With a plot centering around an ever widening conspiracy that only expands rather than explains, the film takes aim at the very concept of “solving” a crime. It addresses an end-of-the-sixties malaise that questions whether the hippy movement was laid low by government design or by itself. It also speaks to a more universal paranoia over whether any force has caused the disappointments of our lives or if the conspirators and powerful men of the world are as ineffectual as the rest of us.
The film is also hilarious throughout, structured as a series of escalations that some how remain resonant no matter what degree of absurdity they reach.
Set in Los Angeles at the onset of the seventies, the film follows part-time private eye and full time hippy Doc Sportello (Joaquin Phonenix) who is asked by his ex-girlfriend Shasta Fay Hepworth (Katherine Waterson) to prevent a plot to commit her wealthy real-estate developer lover to an asylum. Shortly thereafter, black militant Tariq Kahlil (Michael K. Williams, well known for playing the infamous Omar on The Wire) asks him to track down one of the real estate developer’s Nazi bodyguards. Next Sportello quickly finds himself framed for murder. The plot proceeds from there into more convoluted territory that reviewers and the director himself have despaired of untangling.
This film is about the characters and scenes which Anderson has brought to life with the same sense of the surreal yet important he displayed in Magnolia’s biblical rain of frogs. When the plot resolves it has not been solved by either the audience or Sportello. Despite the confusion at the end, viewers will appreciate being brought into such an intricate world during the course of the film.
The strongest aspects of the film are its ancillary characters, from Josh Brolin’s Christian “Bigfoot” Bjornsen, avatar of police brutality, and part time actor, to former pornstar Belladonna’s brief but impressive turn as the sister of a murdered Nazi with a fondness for Nitrous Oxide.
The plot is challenging, but every single scene is one that deserves to be viewed as its own entity. It is rewarding if you can give up on following the plot.
The film is shot on 35mm film, and recalls both visually and thematically Robert Altman’s faded postcard take on “The Long Goodbye,” both being films showing a well meaning detective from an earlier era unable to find clear culprits amidst the universal culpability of the oncoming Nixon era.

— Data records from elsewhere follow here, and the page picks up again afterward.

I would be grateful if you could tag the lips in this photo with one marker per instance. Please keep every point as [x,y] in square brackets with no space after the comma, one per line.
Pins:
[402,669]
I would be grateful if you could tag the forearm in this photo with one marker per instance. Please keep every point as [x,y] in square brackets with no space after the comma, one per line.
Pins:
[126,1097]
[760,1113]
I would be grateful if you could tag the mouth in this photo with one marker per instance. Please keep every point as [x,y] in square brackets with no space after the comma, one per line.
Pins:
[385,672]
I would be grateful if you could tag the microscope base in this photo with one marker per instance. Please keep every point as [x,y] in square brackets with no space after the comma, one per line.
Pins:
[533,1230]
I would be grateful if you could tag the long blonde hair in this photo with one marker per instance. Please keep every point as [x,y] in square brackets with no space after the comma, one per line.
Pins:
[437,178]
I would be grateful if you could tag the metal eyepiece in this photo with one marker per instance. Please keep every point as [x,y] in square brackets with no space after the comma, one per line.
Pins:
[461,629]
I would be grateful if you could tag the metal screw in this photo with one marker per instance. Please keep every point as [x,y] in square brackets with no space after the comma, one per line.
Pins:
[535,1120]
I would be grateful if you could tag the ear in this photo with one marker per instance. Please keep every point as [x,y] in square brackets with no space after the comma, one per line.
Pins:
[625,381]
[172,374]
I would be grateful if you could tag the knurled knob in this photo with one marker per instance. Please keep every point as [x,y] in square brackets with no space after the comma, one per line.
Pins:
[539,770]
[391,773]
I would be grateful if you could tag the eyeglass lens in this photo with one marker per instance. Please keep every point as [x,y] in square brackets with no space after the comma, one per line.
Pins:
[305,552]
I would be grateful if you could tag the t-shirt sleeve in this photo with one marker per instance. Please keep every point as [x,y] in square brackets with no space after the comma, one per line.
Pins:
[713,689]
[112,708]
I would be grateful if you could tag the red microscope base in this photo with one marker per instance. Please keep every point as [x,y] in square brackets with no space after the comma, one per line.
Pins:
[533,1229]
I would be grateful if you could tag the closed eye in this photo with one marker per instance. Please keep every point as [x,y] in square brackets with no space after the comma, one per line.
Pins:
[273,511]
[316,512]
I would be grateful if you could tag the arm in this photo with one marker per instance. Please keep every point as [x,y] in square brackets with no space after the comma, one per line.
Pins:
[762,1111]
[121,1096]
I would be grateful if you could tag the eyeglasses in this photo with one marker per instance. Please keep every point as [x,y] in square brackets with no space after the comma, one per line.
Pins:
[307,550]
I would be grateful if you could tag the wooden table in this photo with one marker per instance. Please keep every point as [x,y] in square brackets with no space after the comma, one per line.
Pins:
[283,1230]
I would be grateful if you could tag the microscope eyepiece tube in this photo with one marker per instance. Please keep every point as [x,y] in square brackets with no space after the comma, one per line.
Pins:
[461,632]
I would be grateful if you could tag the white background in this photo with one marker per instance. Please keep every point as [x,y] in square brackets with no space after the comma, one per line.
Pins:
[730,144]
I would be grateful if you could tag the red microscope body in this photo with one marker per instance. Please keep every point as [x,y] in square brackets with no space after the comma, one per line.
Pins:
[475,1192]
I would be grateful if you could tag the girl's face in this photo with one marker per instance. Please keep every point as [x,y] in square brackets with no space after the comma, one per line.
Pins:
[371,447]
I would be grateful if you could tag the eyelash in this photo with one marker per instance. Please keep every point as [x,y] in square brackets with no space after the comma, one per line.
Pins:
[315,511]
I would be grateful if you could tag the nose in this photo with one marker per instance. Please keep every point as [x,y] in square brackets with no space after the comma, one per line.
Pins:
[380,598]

Similarly it also brooks an equally valid comparison to the “Big Lebowski.” If you have ever been captivated by a spectacular shot of LA, or have any interest in honest moral inquiry in a milieu that defies and negates it through force, ridicule, and pointlessness at every turn then there is no reason that this movie will not stand amidst its thematic peers as a film not just worth seeing, but owning. And hey, go ahead and read the book.